FWIW:
Beware of any "air cleaner" that generates Ozone. Ozone or triatomic oxygen, is formed in an electrical charge jumps an air gap, ionizing the air in the gap, and forms a spark. It's the odor you notice after a thunderstorm, and the pungent odor you smell around an electrical spark.
Ozone is a potent pulmonary (lung) irritant, and the USEPA and the CPSC have forced several manufacturers of larger AC powered air cleaners that generate excessive Ozone to recall their devices, and going back a number of years, one manufacturer was ordered to change their whole marketing plan and remove many claims they had included in their promotional literature. While Ozone is good in the upper atmosphere, where it absorbs UV radiation (and there's a "hole" in the stratospheric Ozone layer over Antarctica), its not good at ground level.
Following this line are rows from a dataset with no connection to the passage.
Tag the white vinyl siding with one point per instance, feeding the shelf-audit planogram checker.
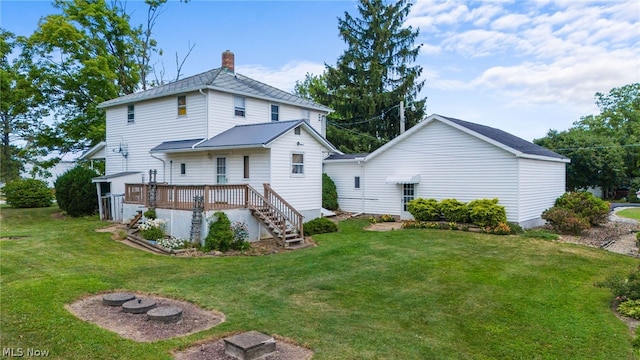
(304, 193)
(157, 120)
(541, 183)
(451, 164)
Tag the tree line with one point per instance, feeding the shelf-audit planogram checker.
(91, 52)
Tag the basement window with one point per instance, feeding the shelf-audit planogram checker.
(182, 105)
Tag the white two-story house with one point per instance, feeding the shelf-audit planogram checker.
(242, 145)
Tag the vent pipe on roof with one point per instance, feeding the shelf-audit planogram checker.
(228, 61)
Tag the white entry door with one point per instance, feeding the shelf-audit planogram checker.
(408, 194)
(221, 170)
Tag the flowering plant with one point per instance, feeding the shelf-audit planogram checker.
(152, 229)
(173, 243)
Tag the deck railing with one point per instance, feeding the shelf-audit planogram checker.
(219, 197)
(180, 197)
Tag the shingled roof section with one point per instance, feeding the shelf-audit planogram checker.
(505, 138)
(221, 80)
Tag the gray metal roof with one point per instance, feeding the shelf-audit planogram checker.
(506, 139)
(222, 80)
(346, 156)
(176, 145)
(250, 135)
(113, 176)
(241, 136)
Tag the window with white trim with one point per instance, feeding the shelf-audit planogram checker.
(182, 105)
(305, 115)
(238, 104)
(246, 167)
(408, 194)
(297, 164)
(131, 115)
(221, 170)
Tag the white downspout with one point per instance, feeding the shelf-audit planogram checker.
(206, 104)
(164, 168)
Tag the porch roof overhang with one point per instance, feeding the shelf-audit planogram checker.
(108, 178)
(407, 178)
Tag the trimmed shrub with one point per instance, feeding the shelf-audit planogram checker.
(220, 236)
(454, 210)
(424, 209)
(75, 193)
(565, 221)
(630, 308)
(329, 193)
(487, 213)
(502, 229)
(624, 288)
(585, 205)
(150, 214)
(635, 186)
(28, 193)
(319, 226)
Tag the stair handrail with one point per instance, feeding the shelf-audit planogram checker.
(295, 217)
(281, 215)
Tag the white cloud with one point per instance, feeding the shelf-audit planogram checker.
(283, 78)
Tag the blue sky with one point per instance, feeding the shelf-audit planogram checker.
(521, 66)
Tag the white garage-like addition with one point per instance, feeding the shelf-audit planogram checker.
(442, 158)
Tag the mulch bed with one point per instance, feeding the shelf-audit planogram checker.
(136, 326)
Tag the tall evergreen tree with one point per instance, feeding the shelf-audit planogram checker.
(374, 74)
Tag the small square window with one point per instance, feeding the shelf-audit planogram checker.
(182, 105)
(297, 164)
(305, 115)
(238, 103)
(131, 115)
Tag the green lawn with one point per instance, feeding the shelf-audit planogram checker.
(632, 213)
(404, 294)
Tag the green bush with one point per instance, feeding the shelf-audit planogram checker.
(424, 209)
(585, 205)
(624, 288)
(329, 193)
(635, 186)
(630, 308)
(565, 221)
(487, 212)
(150, 214)
(515, 228)
(220, 236)
(454, 210)
(75, 193)
(28, 193)
(319, 226)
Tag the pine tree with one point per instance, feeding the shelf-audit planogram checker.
(374, 75)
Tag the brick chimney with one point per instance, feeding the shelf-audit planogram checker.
(228, 61)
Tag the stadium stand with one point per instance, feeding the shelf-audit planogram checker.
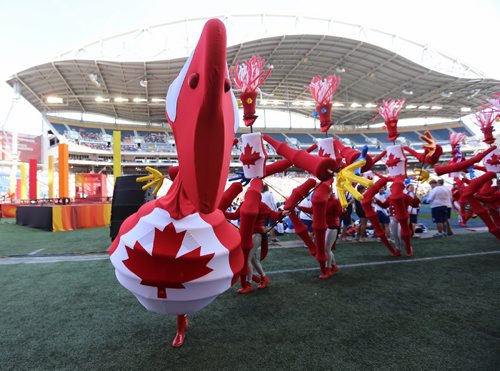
(464, 130)
(412, 136)
(441, 135)
(60, 128)
(153, 136)
(304, 139)
(277, 136)
(357, 139)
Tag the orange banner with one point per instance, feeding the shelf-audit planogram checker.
(71, 217)
(8, 211)
(63, 170)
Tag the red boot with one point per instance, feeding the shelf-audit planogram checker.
(245, 288)
(255, 278)
(182, 325)
(325, 272)
(264, 282)
(333, 270)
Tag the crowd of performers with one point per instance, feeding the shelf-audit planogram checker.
(177, 253)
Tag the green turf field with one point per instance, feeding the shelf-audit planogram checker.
(19, 240)
(436, 314)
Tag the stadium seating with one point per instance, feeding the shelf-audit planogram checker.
(60, 128)
(441, 135)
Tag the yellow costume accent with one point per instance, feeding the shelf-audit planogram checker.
(155, 179)
(346, 177)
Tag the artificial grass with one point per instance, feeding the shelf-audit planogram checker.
(20, 240)
(440, 314)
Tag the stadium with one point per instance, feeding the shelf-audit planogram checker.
(105, 103)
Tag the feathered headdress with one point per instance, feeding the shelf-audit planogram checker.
(390, 109)
(247, 77)
(322, 91)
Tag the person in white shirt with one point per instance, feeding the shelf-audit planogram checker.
(440, 199)
(268, 199)
(413, 211)
(305, 217)
(382, 213)
(447, 224)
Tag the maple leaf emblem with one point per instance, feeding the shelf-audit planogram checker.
(322, 153)
(494, 160)
(392, 161)
(248, 157)
(162, 269)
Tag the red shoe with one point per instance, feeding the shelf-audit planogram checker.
(246, 289)
(182, 324)
(396, 253)
(334, 270)
(264, 282)
(255, 278)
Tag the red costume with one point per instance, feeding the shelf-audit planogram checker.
(253, 214)
(178, 252)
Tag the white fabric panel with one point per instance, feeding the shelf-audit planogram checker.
(196, 293)
(254, 140)
(492, 161)
(393, 154)
(326, 144)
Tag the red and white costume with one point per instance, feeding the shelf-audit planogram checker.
(178, 253)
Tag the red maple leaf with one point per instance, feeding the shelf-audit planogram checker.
(494, 160)
(162, 269)
(248, 157)
(322, 153)
(392, 160)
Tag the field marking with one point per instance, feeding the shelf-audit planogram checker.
(36, 251)
(52, 259)
(77, 258)
(384, 262)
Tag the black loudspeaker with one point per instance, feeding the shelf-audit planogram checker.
(128, 197)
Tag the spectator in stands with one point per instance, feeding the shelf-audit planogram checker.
(361, 215)
(382, 213)
(439, 200)
(268, 199)
(447, 224)
(305, 217)
(413, 211)
(346, 219)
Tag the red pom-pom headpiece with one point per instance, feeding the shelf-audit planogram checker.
(247, 77)
(322, 92)
(390, 109)
(485, 119)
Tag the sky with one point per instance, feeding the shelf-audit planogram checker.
(34, 31)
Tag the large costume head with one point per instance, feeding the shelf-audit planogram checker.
(203, 114)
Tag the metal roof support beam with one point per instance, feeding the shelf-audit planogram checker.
(32, 92)
(67, 85)
(340, 63)
(299, 63)
(106, 87)
(147, 91)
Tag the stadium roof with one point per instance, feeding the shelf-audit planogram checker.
(100, 77)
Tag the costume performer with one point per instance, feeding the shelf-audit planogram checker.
(178, 252)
FYI: In the workplace, OSHA regulates employee exposure to Ozone gas through its Air Contaminants Standard, 29 CFR 1910.1000. The permissible exposure limit (PEL) for Ozone is listed in Table Z-1 as an 8-hour, time-weighted average value of 0.1 part of ozone per million parts of air (ppm), or 0.2 milligrams of ozone per cubic meter of air (mg/m3). That's not a lot of Ozone. Ozone odor is generally detectable at concentrations of 0.02-0.05 ppm. (If you can smell it, there's a good chance there's too much!).
For comparison:
There are about 20 drops (from an eyedropper) in a ml.
There are 29.57 ml/ounce. therefore, a gallon has about 75,700 drops ((20*29.57)*128 ounces/gallon), and about 13.21 gallons would therefore be 1,000,000 drops. So to make a solution of 0.1 parts per million, you would add one drop to 132 gallons.
Finally, ozone is a strong oxidizer, and many materials, including rubber & some plastics deteriorate rapidly when exposed to Ozone.